March 6, 2013
The 4 Biggest Software Testing Myths
As with any other area of expertise, there are a fair few myths of software testing around. Some of these are borne of ignorance of the specialty of software testing, yet some come about from overconfidence. As they say, familiarity breeds contempt. In any case, there are too many myths to list all of them, but these are some of the biggest ones around.
4 Biggest Software Testing Myths:
1 – Software testing is unnecessary
You might think that this attitude has been turned on its head and no one subscribes to this belief anymore. You’d be wrong. This belief is still strong with many, and yet many more know that software testing is necessary and still attempt to do without.
At the risk of alienating readers, let’s remind ourselves exactly why we test. We test because testing identifies faults. Removing these faults increases the software quality by increasing the software’s potential reliability. Testing is the measurement of software quality, therefore we measure how closely we have achieved quality by testing factors such as correctness, reliability, usability, maintainability, reusability, testability, security etc.
In conclusion, if you don’t test, you risk sending software out there that is non compliant, non functional and not operational. In short, bad software.
2 – Testing is easy
Too many people assume that testing can’t be that hard if a general, everyday user find bugs all the time. In fact, that is a very unfair assessment, especially as testing is a very complex craft which is not suited to your average person. According to Google’s Patrick Copeland, here is, what according to him makes a great tester:
“From the 100s of interviews I’ve done, “great” boils down to: 1) a special predisposition to finding problems and 2) a passion for testing to go along with that predisposition. In other words, they love testing and they are good at it. They also appreciate that the challenges of testing are, more often than not, equal or greater than the challenges of programming. A great “career” tester with the testing gene and the right attitude will always be able to find a job. They are gold.”
Doesn’t sound so easy now, does it?
3 – Testing is about trying to break stuff
True, some testing is about trying to break stuff, but that is stress testing, and not all testing. In fact, stress testing is only one kind of test, whereas dozens of varieties exist and are used. You can’t test the usability of a product by trying to get it to break.

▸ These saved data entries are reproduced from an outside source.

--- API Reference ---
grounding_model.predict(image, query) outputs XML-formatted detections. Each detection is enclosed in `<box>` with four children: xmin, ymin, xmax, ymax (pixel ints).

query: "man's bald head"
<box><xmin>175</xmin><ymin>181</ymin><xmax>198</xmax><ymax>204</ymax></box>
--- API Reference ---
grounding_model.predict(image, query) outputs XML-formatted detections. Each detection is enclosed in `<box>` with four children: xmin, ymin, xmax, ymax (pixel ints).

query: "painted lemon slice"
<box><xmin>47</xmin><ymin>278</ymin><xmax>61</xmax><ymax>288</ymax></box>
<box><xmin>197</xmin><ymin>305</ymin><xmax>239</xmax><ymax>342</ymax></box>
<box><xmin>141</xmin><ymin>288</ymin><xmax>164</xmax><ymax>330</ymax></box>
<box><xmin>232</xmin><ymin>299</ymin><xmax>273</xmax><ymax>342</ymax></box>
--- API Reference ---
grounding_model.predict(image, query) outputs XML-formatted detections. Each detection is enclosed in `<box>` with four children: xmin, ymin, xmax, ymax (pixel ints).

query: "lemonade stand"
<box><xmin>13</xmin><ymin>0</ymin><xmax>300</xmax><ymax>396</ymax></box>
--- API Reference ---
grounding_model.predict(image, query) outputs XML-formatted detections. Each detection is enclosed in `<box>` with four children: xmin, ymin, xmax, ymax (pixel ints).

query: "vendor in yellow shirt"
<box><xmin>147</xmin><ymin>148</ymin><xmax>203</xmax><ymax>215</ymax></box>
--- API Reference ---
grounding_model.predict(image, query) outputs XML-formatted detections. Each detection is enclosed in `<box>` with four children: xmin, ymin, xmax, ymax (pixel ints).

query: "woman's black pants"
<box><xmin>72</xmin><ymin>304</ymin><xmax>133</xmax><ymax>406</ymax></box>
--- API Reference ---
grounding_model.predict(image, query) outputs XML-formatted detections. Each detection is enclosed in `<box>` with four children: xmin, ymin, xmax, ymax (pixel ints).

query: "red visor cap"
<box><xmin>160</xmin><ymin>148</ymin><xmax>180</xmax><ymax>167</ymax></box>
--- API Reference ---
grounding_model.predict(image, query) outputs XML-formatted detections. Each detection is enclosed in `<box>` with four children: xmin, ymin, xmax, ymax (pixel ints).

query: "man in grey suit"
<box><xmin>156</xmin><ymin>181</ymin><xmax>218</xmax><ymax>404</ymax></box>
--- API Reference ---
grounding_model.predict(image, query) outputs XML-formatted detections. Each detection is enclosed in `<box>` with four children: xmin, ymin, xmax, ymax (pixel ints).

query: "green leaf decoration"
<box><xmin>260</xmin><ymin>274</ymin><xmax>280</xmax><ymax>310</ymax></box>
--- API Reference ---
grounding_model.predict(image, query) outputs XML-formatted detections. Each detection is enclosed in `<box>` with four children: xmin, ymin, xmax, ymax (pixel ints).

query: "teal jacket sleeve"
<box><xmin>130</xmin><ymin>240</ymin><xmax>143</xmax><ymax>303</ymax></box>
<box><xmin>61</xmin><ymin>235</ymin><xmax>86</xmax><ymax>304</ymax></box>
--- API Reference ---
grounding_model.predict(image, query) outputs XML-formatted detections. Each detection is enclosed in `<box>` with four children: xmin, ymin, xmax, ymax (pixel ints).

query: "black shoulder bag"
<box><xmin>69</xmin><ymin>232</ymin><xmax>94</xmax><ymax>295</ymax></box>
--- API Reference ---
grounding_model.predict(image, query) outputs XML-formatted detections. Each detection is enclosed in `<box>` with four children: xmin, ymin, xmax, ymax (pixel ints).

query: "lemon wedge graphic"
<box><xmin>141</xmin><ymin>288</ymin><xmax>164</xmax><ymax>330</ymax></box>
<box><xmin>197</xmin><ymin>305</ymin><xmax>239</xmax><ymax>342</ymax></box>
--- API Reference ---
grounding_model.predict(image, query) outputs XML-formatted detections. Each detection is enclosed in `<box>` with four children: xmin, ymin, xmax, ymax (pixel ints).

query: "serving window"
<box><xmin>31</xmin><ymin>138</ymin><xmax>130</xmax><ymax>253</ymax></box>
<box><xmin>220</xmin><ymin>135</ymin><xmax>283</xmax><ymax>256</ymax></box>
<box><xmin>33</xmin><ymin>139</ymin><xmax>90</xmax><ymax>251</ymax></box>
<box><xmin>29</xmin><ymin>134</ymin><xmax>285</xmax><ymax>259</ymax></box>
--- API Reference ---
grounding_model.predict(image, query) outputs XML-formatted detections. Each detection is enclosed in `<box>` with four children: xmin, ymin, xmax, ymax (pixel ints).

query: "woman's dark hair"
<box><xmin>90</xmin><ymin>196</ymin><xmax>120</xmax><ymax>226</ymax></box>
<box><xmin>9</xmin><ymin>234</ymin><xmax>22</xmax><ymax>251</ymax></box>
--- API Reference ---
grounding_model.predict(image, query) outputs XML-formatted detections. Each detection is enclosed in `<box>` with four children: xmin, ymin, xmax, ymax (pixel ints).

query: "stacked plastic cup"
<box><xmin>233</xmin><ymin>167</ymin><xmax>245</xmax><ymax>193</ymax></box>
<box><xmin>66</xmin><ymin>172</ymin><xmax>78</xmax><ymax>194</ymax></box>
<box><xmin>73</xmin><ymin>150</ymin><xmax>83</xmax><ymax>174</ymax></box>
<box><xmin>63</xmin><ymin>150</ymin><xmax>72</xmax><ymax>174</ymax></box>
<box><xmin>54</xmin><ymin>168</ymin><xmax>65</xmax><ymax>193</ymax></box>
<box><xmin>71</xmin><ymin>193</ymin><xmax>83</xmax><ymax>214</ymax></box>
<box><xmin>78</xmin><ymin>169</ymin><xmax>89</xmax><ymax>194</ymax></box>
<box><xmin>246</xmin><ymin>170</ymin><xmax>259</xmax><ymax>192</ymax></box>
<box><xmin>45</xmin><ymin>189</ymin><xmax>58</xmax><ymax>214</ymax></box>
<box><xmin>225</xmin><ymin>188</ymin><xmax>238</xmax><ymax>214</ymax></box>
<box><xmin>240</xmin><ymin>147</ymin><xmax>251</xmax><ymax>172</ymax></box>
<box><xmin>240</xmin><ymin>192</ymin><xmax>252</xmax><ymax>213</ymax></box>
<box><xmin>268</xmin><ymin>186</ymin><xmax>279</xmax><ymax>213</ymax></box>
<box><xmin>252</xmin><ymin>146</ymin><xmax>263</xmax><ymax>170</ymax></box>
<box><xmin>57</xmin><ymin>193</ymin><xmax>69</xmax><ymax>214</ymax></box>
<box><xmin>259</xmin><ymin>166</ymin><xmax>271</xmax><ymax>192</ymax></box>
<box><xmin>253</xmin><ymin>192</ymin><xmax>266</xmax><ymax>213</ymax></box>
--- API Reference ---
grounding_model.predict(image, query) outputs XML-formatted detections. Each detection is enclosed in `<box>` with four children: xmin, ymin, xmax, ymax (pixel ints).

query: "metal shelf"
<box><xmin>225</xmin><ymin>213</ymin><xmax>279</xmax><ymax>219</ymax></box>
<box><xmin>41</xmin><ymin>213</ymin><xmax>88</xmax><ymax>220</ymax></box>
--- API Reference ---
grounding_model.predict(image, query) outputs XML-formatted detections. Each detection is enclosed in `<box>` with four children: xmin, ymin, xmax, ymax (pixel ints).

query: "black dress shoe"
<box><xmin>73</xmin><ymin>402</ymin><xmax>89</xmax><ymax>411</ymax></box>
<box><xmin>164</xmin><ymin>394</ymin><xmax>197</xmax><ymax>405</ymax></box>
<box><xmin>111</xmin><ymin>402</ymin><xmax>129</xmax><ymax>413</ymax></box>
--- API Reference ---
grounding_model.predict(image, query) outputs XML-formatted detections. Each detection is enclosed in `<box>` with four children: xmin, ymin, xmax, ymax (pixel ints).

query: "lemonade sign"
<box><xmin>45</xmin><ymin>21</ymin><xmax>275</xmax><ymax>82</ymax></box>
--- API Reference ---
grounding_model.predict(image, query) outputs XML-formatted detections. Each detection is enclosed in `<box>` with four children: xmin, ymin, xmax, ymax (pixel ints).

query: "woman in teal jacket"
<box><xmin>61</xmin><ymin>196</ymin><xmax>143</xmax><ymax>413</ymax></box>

Similarly, you can’t test a program’s performance if all you’re trying to do is make it crash. Sometimes yes, we will try to break stuff, but only because we need to know at what point stuff breaks, so we’re not just doing it for the sake of breaking things.
Testing is very much about providing feedback to the customer and to development team, feedback that the product is working or feedback that the product needs to be adjusted to fulfil the needs.

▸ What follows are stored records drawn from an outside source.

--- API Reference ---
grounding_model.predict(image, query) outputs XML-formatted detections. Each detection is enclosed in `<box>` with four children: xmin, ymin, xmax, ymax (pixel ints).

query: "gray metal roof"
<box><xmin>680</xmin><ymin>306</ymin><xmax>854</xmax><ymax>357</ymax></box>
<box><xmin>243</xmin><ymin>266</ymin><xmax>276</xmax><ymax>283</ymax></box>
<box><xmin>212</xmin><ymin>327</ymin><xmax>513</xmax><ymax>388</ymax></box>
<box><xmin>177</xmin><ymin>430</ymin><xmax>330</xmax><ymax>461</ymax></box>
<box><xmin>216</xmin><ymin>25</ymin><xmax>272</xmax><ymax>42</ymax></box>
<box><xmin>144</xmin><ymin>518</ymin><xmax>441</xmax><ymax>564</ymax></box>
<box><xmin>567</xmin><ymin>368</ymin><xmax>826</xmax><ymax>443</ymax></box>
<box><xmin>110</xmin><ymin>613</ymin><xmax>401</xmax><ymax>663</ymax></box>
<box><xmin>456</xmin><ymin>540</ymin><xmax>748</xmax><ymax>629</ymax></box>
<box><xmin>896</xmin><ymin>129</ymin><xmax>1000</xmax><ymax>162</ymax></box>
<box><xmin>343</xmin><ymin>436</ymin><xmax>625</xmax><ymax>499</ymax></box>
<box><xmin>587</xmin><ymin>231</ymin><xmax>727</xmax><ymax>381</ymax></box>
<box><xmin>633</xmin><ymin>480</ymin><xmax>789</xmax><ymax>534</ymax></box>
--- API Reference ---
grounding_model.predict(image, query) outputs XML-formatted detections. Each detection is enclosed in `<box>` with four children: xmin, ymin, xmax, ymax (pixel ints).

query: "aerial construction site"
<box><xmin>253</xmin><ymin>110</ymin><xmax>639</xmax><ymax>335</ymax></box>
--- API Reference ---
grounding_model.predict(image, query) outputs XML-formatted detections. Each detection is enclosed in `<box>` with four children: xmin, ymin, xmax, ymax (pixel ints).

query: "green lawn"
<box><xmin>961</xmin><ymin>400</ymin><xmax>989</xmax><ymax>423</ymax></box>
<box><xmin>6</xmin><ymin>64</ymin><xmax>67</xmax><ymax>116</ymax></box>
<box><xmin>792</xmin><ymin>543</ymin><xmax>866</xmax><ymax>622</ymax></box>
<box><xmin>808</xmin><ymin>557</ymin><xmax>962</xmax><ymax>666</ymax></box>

4 – Testers don’t like developers
This one is just plain unpleasant. And untrue. If anything, in the few cases where this might have been true, the reasons behind it point the blame at higher levels of management who allowed unfair work practices and a tradition of ‘throwing code over the fence’. In many companies today this is very different.

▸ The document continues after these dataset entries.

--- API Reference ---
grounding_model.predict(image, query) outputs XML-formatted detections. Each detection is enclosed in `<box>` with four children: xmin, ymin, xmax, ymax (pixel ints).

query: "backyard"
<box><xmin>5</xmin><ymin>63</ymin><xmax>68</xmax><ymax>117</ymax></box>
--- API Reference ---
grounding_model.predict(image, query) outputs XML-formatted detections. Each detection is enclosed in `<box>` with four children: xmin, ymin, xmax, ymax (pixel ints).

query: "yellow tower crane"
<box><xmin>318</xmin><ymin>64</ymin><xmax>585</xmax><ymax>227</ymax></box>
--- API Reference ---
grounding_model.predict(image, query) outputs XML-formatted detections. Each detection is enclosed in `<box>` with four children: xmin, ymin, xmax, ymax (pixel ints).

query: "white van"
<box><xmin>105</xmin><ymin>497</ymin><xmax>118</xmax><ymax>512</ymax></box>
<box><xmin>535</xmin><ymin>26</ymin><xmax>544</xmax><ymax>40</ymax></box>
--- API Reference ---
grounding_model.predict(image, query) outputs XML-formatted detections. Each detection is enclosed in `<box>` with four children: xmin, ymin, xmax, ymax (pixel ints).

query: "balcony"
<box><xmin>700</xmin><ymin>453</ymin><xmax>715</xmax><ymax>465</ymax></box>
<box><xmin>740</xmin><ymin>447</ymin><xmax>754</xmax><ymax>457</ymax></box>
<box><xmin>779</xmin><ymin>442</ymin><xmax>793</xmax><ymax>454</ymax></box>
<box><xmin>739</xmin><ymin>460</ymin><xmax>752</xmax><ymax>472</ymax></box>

Developers and testers need to work hand in hand and side by side very often and ownership of the code is best seen and being everybody’s not just whoever wrote it. This is a much healthier attitude and demands respect both for the developer’s work, as well as the tester’s.
So in short, no, testers do not dislike developers, and in fact, a lot of testers have also spent a lot of time coding.. Additionally, do you think that we enjoy pointing out 500 issues in a piece of code, especially when we have to retest it after it’s fixed?